En cet hiver, Mattia Binotto a démissionné, vraisemblablement de son fait, par orgueil, pour couper l’herbe sous le pied de John Elkann, le CEO de Ferrari. Pris au dépourvu, la direction de cette institution Italienne n’a pas annoncé son successeur. Les rumeurs annoncent Frédéric Vasseur, actuellement team Principal d’Alfa Romeo Sauber. Le manager français connait bien le pilote monégasque, et ses qualités, depuis son passage dans son équipe en 2018. Pragmatique, il ferait certainement, s’il prend la tête de la Scuderia, de Leclerc le numéro 1 établi de l’équipe, au détriment de Sainz.

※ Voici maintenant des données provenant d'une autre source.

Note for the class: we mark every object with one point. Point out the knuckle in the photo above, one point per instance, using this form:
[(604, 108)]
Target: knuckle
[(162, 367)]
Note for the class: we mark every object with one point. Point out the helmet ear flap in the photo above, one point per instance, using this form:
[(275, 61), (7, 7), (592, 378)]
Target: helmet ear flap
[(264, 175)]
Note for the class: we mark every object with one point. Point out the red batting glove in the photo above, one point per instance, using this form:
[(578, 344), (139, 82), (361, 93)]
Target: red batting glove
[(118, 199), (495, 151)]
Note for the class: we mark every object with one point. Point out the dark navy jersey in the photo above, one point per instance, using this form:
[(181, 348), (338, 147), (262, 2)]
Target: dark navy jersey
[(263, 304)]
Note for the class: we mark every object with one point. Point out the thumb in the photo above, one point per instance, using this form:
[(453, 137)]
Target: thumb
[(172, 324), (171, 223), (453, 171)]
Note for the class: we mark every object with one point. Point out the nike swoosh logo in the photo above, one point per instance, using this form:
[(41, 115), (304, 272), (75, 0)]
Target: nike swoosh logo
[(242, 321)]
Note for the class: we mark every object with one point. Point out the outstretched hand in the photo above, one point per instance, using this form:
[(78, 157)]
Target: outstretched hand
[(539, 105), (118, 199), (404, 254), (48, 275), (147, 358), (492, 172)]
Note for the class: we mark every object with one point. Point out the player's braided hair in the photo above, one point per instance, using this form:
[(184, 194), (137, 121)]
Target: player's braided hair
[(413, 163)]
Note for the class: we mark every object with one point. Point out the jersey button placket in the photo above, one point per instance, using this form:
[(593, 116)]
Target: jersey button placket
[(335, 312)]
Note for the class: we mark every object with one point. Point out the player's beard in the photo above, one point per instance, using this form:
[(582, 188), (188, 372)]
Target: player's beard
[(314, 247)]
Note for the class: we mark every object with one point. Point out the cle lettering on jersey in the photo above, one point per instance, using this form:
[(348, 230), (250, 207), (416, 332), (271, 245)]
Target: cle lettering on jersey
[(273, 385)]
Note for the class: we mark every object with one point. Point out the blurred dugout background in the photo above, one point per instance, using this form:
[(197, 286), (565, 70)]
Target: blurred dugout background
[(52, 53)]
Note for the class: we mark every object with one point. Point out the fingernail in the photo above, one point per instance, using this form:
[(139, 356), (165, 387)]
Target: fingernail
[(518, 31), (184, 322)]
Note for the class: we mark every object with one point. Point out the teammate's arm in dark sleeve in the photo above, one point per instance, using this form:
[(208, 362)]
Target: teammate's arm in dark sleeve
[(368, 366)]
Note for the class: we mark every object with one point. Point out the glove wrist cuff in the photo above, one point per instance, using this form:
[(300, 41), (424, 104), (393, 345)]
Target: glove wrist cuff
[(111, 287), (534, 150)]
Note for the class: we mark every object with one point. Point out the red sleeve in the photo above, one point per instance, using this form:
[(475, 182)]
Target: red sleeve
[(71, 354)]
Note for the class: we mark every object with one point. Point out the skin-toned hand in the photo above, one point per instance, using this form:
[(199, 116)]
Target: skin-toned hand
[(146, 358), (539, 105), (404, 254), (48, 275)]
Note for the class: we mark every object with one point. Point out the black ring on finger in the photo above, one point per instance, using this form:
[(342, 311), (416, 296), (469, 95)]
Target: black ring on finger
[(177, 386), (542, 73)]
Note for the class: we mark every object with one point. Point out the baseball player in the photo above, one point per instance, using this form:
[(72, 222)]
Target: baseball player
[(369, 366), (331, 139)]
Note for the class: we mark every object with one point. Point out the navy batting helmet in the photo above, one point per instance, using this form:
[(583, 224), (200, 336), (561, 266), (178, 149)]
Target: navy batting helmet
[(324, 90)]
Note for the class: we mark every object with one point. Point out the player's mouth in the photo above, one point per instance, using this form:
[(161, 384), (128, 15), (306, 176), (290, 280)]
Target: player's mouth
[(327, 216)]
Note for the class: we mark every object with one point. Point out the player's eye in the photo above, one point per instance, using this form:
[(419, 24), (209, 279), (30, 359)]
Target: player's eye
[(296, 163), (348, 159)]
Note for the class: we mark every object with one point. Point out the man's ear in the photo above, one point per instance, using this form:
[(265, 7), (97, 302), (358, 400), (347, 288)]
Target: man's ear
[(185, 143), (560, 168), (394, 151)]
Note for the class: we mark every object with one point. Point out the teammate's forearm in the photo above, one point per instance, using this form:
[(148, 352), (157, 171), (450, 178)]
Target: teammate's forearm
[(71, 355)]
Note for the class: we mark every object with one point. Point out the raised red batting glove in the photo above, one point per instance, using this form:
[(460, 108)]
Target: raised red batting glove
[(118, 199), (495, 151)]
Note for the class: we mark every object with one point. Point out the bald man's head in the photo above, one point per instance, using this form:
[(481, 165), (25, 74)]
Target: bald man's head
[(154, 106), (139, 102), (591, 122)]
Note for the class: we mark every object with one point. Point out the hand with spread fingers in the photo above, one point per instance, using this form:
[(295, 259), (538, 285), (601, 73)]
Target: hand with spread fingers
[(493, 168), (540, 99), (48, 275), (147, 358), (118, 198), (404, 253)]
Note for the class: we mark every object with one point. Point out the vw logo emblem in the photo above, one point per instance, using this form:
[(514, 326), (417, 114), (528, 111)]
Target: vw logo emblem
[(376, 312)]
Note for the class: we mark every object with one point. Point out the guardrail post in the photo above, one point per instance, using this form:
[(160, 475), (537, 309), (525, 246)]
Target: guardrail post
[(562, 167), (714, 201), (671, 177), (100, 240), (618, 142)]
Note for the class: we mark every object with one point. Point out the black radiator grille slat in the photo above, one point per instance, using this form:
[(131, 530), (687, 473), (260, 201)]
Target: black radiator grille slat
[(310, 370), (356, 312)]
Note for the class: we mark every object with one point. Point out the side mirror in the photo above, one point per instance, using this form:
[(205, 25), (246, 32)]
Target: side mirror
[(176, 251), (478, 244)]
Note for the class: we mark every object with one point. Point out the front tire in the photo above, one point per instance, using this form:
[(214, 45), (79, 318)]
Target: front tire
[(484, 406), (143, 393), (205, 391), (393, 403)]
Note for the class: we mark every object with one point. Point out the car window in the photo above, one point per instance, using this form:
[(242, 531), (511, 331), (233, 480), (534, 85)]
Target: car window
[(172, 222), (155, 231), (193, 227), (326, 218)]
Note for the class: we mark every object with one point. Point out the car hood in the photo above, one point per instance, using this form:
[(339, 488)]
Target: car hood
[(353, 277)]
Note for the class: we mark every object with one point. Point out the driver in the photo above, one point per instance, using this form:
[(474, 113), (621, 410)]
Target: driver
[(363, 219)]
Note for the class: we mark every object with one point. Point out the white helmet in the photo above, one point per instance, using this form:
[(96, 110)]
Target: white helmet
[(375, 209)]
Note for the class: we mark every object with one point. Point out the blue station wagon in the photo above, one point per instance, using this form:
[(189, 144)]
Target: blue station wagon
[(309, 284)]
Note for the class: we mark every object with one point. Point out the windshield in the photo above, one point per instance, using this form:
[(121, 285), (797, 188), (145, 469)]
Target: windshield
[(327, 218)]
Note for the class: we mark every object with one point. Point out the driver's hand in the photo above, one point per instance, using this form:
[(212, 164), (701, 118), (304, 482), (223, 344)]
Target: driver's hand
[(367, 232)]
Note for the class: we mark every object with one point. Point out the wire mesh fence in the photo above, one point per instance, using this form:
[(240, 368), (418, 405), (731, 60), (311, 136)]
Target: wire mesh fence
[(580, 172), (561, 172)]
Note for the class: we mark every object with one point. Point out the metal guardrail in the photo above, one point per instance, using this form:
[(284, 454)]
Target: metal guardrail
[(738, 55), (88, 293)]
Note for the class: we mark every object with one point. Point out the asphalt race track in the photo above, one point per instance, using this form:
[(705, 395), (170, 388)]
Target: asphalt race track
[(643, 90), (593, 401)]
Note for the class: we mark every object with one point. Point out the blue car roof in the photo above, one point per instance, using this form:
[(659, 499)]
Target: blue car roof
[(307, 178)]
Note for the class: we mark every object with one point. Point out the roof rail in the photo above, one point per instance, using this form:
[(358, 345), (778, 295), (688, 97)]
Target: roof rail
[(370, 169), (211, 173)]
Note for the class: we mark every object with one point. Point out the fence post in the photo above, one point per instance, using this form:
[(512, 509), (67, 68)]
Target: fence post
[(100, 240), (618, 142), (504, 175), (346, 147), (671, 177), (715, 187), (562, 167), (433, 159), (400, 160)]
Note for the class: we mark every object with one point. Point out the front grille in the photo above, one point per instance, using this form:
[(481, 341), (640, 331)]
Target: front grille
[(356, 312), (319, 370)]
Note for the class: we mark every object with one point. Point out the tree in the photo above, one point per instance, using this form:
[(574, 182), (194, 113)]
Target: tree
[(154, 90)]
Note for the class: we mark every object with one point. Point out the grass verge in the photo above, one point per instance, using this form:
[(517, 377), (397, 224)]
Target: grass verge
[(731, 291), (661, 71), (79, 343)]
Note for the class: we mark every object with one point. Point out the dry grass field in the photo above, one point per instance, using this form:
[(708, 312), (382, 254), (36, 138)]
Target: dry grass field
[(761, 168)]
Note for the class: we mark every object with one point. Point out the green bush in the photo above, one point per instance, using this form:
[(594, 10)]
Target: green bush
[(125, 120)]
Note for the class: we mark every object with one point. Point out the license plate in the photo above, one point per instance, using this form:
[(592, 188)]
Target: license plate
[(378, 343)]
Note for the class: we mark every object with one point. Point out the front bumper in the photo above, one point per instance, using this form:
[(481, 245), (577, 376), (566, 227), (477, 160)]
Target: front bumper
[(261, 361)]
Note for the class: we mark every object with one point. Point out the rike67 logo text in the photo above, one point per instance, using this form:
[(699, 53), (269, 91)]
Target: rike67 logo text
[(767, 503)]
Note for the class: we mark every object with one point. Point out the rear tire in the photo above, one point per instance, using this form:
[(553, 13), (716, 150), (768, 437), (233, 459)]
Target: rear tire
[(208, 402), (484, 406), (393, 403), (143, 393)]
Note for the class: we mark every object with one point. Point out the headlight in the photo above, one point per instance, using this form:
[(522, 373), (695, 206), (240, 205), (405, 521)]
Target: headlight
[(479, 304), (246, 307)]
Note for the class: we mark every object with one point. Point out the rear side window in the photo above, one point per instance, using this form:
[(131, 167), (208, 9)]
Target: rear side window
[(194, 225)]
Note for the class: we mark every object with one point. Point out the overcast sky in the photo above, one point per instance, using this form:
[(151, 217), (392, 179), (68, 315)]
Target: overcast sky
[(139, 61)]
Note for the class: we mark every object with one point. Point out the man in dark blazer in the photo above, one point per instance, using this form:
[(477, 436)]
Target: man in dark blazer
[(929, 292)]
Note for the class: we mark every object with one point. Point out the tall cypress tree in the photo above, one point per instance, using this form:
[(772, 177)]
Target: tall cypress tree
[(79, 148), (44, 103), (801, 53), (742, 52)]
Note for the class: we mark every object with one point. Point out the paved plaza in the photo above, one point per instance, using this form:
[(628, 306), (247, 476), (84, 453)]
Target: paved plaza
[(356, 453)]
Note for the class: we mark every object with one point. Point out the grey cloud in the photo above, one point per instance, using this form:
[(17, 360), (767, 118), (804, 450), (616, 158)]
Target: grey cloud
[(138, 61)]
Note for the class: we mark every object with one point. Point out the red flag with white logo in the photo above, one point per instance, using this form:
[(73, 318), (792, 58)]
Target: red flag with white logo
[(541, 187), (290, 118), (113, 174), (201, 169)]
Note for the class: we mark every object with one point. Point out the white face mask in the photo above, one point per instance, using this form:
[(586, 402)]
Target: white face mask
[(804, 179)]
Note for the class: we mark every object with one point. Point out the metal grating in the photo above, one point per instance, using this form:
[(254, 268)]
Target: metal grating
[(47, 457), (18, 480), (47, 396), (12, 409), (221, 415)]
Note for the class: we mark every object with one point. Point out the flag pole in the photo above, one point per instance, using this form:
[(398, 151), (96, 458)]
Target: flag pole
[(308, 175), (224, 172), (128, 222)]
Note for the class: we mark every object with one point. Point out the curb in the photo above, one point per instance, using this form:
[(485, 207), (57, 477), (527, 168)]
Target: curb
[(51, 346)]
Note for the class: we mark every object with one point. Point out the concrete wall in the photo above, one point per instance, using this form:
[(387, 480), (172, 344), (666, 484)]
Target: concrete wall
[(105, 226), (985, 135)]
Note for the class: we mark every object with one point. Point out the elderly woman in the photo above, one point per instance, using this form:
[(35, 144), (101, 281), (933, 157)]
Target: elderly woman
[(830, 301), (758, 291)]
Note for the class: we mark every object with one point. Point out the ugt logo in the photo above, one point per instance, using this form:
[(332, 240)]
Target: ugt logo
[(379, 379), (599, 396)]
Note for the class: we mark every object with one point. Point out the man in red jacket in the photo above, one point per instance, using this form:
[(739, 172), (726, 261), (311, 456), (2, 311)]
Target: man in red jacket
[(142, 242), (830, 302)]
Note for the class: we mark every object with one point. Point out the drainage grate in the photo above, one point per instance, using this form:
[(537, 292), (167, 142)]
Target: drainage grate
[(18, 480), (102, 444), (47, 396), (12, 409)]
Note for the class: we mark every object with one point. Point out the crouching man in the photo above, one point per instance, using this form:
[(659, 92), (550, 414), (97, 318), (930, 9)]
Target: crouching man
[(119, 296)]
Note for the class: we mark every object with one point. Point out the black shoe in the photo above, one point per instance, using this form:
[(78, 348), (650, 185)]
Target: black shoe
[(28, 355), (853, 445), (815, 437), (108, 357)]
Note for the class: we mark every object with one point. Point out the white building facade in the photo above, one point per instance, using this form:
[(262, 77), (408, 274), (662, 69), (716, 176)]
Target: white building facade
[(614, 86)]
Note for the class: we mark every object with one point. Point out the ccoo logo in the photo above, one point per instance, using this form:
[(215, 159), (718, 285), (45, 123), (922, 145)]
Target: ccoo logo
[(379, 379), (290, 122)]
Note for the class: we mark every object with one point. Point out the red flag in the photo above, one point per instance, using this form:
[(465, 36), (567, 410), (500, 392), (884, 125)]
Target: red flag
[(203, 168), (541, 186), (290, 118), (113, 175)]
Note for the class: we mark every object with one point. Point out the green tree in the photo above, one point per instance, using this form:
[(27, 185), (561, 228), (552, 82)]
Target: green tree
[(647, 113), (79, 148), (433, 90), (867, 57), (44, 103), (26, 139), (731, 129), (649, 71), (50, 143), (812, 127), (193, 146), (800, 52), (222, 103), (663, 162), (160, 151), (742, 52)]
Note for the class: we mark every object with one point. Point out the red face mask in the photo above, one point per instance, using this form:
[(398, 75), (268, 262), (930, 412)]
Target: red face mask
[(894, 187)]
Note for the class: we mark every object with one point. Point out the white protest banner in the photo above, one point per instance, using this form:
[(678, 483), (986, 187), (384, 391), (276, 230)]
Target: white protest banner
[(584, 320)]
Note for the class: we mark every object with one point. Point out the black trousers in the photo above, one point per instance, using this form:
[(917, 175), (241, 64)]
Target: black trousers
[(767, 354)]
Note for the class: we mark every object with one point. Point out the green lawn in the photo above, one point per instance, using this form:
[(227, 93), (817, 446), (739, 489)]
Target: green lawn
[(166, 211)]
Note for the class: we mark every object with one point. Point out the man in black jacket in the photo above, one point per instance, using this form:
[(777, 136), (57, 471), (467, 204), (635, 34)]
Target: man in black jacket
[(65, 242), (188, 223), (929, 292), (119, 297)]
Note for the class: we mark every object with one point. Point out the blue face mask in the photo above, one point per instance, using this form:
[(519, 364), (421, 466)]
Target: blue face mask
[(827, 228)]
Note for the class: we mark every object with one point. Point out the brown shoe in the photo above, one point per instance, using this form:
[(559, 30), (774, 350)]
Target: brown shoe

Ce dernier est sous contrat avec Ferrari jusqu’à fin 2024. Ni son coup de volant, ni son tempérament, ne semblent le condamner au statut de numéro 2 naturel. Cependant, il semble demeurer un demi-ton en-dessous de la génération montante, composé de Verstappen, Leclerc et Russell, voir Norris, qui devrait se tailler la part du lion pour les 10 saisons à venir. Pour espérer remporter un jour le titre mondial, le natif de Madrid devra se hisser au niveau de son coéquipier en 2023, et espérer que les transferts futurs lui bénéficient, soit en comptant sur un départ futur de Leclerc, perdant espoir en la Scuderia, soit en nouant dès maintenant des relations avec d’autres top teams, actuels ou futurs.